Mar 9, 2010, 12.00am IST
BINDU CHAWLA.


An important tradition in the gharanas of Hindustani music is the practice of taking permission from your earlier guru if you wish to move on to another guru during the period of learning.


In the case of Pandit Amarnath, his first guru had actually said to him, “Go to Ustad Amir Khan Saheb, i know what your soul is craving for, and for this, if need be, i will help and support you financially also.” For the great man knew the principles of continuity and connectivity in the guru tradition – what changed was the face and the form and the name. But what did not change was the principle of the Guru himself.

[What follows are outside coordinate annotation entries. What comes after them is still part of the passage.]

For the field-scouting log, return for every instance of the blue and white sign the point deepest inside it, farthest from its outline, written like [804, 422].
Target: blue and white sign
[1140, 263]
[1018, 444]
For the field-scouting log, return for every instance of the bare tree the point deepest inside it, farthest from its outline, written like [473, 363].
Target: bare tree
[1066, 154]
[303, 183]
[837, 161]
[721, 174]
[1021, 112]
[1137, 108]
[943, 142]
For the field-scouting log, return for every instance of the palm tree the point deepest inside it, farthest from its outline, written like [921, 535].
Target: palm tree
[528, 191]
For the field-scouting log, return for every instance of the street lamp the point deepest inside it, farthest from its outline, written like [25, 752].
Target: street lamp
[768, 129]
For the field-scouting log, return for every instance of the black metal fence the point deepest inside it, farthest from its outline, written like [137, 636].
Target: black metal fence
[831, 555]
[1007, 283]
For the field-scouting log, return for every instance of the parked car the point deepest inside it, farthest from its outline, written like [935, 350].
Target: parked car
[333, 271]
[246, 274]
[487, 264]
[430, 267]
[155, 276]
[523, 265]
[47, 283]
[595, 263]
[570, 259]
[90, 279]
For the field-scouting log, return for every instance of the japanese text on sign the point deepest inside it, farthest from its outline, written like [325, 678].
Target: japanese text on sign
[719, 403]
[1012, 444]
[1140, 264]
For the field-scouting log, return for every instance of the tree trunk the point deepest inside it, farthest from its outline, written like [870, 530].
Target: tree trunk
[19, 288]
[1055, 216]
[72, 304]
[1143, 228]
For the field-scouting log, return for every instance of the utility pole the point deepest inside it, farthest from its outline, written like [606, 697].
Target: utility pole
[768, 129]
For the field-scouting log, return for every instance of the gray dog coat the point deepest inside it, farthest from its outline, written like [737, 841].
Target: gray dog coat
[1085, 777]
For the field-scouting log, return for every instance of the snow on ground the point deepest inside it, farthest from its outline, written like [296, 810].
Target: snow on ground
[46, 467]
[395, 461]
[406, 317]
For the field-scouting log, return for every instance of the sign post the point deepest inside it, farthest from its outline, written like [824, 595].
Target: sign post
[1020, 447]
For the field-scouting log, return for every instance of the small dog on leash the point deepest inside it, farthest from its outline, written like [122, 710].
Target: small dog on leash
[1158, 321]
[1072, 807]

At the same time, however, the name and form of the guru are an important anchorage in the disciple’s journey to realisation of the Formless and Nameless – the ‘alakh’, from ‘a-lakshya’ or that which is without sign and symbol, that is, without form. For this reason, Pandit Amarnath would insist that disciples learn their art only from the musician whose music they loved the most. The music of the musician you carried in your heart was already your guru and learning from that musician or his music alone was your own real musical journey. No wonder he often refused disciples with many a ‘background’ when they came to him to learn, insisting that he always preferred to ‘write on a clean slate’, in terms of teaching.


And hence there is the need to take permission – a spiritual release – from those to whom you were bound, and indebted to, for the karmic debts of musical knowledge. This release could come spontaneously, and with immense love, but on the other hand, not. And if not, the karma could become an obstruction, creating long drawn out states of stasis in the spiritual journey. For which, then, the teachers of our parampara – our ancient spiritual tradition – suggested ‘seva’ or selfless service, service done with no thought to what it could yield at a personal or public level.


At the end of five years of learning, his first guru, B N Datta, whispered into Pandit Amarnath’s ear – “My only seva, or service, is that you teach music to everyone as i have taught you, without keeping away anything, giving in abundance, for this is how this vidya or knowledge is meant to be passed on.”


That dawn of recovery had symbolised for Pandit Amarnath the liberation before the Liberation. It was the third step in the process of sadhana, siddhi and samadhi, the ultimate release. It was a samadhi that took you beyond the name and form of the guru to the ‘guru-tattva’, the essence of the guru, which is God himself.


In the language of the abstract, the guru is the mirror that reflects as well as the transparent medium that enables looking and seeing, enriching experience. He is both formless and in form, the silence and the utterance, the absence and the presence, and both the shunya, nothing, as well as everything. In him, the disciple sees both what he wishes to be and what he is.


The idea, finally, is to connect – connect so well and so spontaneously that you, too, become the mirror, the formless, the silence, the shunya, and a transparency in which you are the sound of silence and the fullness of vacant and empty space.